Conclusion
Our studies identify a novel anti-EGFR therapeutic strategy to inhibit cCSC aggregation and therefore abolish cCSC cluster-mediated metastasis of TNBC.
Methods
Using patient-derived xenograft (PDX) models, we established an ex vivo tumor cell clustering assay for a pilot screening of blockade antibodies. After identifying EGFR as a target candidate, we modulated the gene expression and inhibited its kinase activity to determine its functional importance in tumor cell clustering and therapeutic inhibition of lung metastasis.
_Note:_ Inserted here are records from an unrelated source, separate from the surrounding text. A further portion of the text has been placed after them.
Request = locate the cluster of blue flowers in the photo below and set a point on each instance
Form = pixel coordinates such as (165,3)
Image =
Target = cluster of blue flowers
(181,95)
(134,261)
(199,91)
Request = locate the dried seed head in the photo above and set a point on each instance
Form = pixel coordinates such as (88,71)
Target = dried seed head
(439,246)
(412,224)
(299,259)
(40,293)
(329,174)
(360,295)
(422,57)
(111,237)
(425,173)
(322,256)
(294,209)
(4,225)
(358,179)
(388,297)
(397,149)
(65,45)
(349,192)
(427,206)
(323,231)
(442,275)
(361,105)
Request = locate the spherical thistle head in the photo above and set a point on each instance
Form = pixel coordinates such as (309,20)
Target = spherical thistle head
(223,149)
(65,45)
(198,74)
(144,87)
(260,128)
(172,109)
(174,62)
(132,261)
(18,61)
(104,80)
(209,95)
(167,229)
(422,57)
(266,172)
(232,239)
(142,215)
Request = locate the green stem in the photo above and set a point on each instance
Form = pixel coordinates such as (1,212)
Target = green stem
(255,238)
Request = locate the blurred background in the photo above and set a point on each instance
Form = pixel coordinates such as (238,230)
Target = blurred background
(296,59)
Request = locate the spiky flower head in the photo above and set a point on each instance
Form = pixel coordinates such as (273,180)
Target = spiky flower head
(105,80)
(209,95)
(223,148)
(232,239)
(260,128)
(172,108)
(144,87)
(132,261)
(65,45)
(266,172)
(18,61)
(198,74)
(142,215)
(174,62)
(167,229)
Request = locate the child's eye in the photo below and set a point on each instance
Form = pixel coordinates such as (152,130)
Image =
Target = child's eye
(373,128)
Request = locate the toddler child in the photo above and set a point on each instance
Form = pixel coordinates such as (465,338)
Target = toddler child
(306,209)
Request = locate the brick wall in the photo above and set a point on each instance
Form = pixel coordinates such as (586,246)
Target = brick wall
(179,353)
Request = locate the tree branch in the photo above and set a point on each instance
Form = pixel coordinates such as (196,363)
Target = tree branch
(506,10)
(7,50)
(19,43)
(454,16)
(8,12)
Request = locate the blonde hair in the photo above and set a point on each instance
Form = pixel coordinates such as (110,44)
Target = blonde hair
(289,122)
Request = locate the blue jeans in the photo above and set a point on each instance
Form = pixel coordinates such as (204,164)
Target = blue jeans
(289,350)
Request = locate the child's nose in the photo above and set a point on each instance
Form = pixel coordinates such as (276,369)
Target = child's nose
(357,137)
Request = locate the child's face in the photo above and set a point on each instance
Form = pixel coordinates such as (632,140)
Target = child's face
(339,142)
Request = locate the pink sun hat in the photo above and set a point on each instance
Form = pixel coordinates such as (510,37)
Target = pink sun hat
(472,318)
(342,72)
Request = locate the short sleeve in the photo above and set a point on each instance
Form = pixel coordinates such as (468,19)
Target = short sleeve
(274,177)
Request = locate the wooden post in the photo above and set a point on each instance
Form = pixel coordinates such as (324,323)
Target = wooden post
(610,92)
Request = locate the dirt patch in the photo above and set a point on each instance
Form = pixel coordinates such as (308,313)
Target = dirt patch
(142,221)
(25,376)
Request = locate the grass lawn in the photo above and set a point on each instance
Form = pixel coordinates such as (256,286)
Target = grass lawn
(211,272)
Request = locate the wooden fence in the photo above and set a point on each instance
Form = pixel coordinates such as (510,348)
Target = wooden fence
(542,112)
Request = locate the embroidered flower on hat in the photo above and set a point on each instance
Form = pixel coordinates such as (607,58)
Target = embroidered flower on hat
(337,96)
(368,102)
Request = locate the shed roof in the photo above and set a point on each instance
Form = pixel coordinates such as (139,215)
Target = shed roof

We also examined the molecular regulation network of EGFR and a potential connection to CSC marker CD44 and microRNAs, which regulate CTC clustering.
Results
We report here that EGFR inhibition successfully blocks circulating CSC (cCSC) clustering and lung metastasis of TNBC. EGFR enhances CD44-mediated tumor cell aggregation and CD44 stabilizes EGFR. Importantly, blocking EGFR by a novel anti-EGFR monoclonal antibody (clone LA1) effectively blocked cell aggregation in vitro and reduced lung metastasis in vivo. Furthermore, our data demonstrated that the tumor suppressor microRNA-30c serves as another negative regulator of cCSC clustering and lung metastasis by targeting CD44 as well as its downstream effector EGFR.